In 2012, eight of the ten highest-grossing films of the year were either sequels or reboots. The Avengers, the highest-grossing film of the year, however, was the sixth film in the Marvel Cinematic Universe, which included: Iron Man (2008), The Incredible Hulk(2008), Iron Man 2 (2010) Thor (2011), Captain America: The First Avenger (2011), and Iron Man 3(2013). All of those films are also adaptations of the Marvel comic books.
The ninth highest-grossing film of the year was The Hunger Games, an adaptation of Suzanne Collins’ book series of the same name.
2012 was also a big year for movies because it had the greatest number of films earning over $1 billion: The Avengers(adaptation), Skyfall (sequel), The Dark Knight Rises(sequel and adaptation), and The Hobbit: An Unexpected Journey(spinoff! And the beginning of a new trilogy! And an adaptation!)
Looking again at the list of confirmed films for 2015, we have DreamWorks’ Trolls on June 5 (Do I really have to go there? It’s an adaptation of troll dolls), The Inside Out, B.O.O.: Bureau of Otherworldly Operations on September 25 and Peanuts on November 6 (an adaptation of the comics.)

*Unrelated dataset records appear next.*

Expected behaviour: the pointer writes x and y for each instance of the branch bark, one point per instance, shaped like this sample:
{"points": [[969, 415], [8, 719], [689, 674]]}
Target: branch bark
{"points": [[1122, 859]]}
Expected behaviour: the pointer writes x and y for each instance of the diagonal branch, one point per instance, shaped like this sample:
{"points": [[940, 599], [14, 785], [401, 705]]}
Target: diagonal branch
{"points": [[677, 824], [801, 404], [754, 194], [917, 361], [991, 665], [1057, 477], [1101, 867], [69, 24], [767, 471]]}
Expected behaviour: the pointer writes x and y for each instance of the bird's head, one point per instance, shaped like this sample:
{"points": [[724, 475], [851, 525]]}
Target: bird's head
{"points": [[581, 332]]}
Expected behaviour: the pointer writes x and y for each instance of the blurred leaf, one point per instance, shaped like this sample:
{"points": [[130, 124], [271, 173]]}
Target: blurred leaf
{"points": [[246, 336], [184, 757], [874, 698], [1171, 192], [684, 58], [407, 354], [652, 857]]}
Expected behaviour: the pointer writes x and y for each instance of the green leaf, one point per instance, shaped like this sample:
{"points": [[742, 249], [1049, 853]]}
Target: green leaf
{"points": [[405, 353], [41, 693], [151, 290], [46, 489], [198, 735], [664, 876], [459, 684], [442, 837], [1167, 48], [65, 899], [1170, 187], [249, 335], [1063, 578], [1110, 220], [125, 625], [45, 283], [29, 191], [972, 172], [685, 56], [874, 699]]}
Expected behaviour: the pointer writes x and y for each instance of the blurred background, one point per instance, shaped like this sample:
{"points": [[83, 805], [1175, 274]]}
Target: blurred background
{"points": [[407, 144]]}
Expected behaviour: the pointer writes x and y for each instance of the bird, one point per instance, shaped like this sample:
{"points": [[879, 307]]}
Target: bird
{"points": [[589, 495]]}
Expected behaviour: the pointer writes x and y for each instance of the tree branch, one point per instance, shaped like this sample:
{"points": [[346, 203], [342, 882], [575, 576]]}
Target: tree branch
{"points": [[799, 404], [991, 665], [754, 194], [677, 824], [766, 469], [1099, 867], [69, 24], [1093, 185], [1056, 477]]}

The only two original movies on that list are an animated film and a comedy. Are we really being led to believe that there are no original ideas left in other genres? Certainly, action/adventure and science-fiction films make up a good portion of the confirmed and rumored films for 2015 (although we also have to consider The Smurfs 3, Kung Fu Panda 3, and The Penguins of Madagascar, which are animated comedies and sequels or spinoffs.)
Is this the future of movies? An endless stream of unoriginal films made solely to milk moviegoers for everything they’ve got? And then we have to consider the filmmakers themselves, who are being told that originality is bad and ripping off ideas from previously established properties is good. Hollywood loves predictability — that’s why big blockbuster movies are released in the summer, because there is a pattern of those types of films, or previous entries in a franchise, performing well in the box office. Originality and those who want to take a chance on a idea are stifled — it’s either fall in line, or your movie won’t get made.
While we may still see a handful of original films released in 2015 and beyond, we also shouldn’t be surprised if the majority of the highest-grossing films of the year are numbered like Saw films or the Fast and the Furious franchise.
What do you think of the confirmed and rumored films of 2015?